Mick LaSalle, San Francisco Chronicle
Not everyone was enamored by Cameron’s attention to detail and expansive lore building.
″‘Avatar: The Way of Water’ is a one-hour story rattling around in a 192-minute bag,” wrote Mick LaSalle in his review of the film. “There was potential here for something lovely, a sweet and moving environmental parable clocking in at 90 minutes, tops.”
“But, no, James Cameron can’t do anything so modest,” he wrote.
LaSalle said “The Way of Water” feels bloated with too many ideas competing for space within its already lofty three-hour run time.
″‘The Way of Water’ starts where the first left off and stops with the promise of sequels,” he wrote. “Long, long sequels. That’s not a promise. It’s a threat.”
Charlotte O’Sullivan, Evening Standard
″‘Avatar 2’ is definitely a showcase for visual effects company Weta FX (the faces of Pandora’s Na’vi heroes have become even more expressive),” wrote Charlotte O’Sullivan in her review.
“But I’ve never thought Cameron was God’s gift to cinema,” she added. “For most of ’Titanic″s running time my gut feeling was, ‘Just sink already’ and some of the 68-year-old director’s worst tendencies are on display in ‘Avatar 2’: over-familiar plot beats, overwrought score and endless shots of the Na’vi’s obscenely willowy, coyly sexualized bodies.”

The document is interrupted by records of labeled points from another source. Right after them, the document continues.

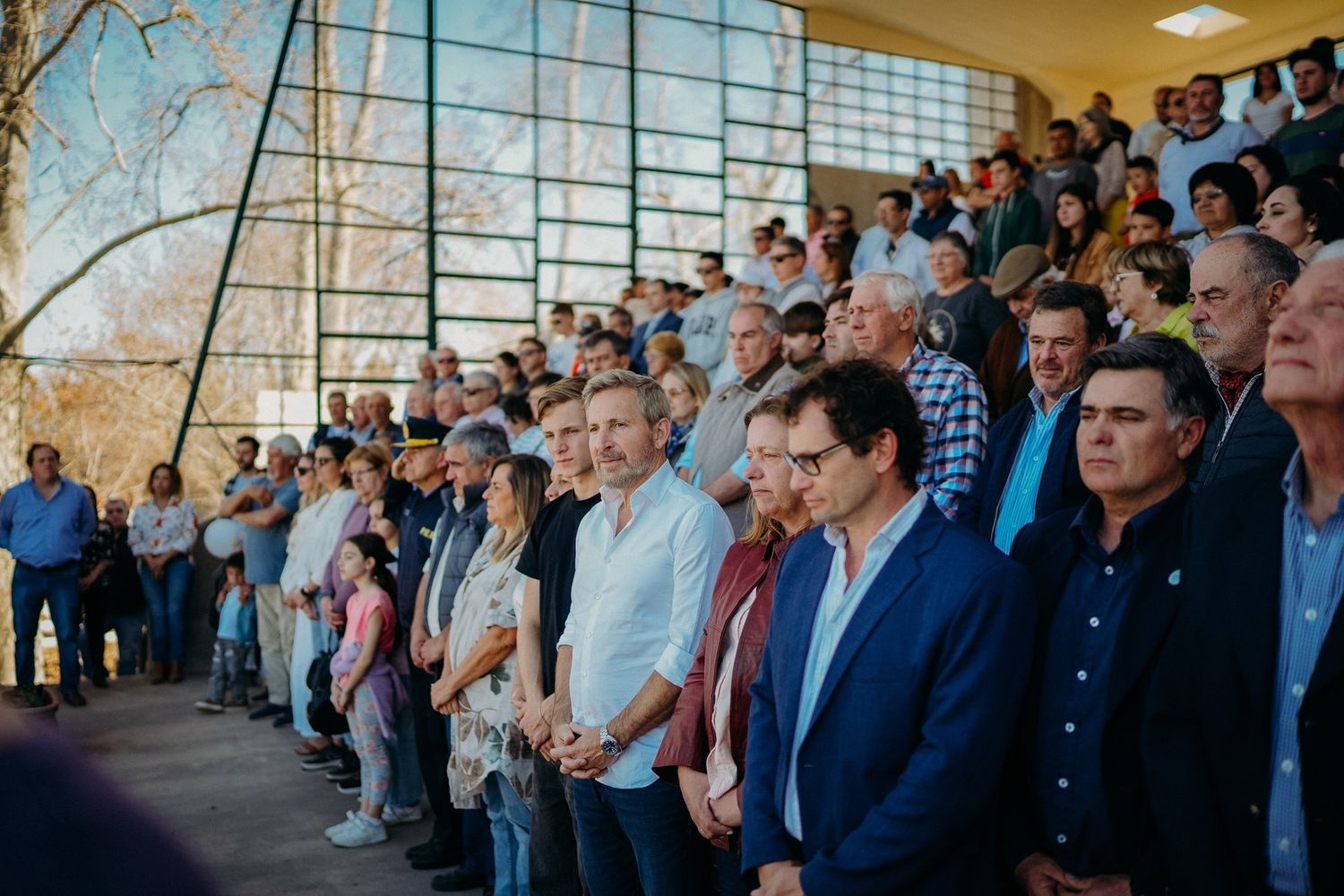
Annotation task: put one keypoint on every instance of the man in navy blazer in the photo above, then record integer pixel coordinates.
(1031, 463)
(898, 653)
(1075, 812)
(664, 320)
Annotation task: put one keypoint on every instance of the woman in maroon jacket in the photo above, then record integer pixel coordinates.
(706, 743)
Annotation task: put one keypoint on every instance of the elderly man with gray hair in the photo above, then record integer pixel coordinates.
(266, 508)
(480, 392)
(884, 312)
(1236, 287)
(755, 338)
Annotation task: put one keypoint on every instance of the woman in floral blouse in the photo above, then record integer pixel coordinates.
(491, 756)
(161, 533)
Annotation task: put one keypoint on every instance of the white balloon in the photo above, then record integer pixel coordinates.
(223, 538)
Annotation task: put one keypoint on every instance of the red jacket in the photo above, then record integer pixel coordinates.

Despite this, “The Way of Water” is “breathtaking,” O’Sullivan wrote, noting that after leaving the theater she “felt like I’d been through something special.”
Like many, O’Sullivan indicated that the story of “The Way of Water” leaves much to be desired.
“Plot-wise, this movie is treading water,” she wrote. “But that’s fine, because the water’s lovely.”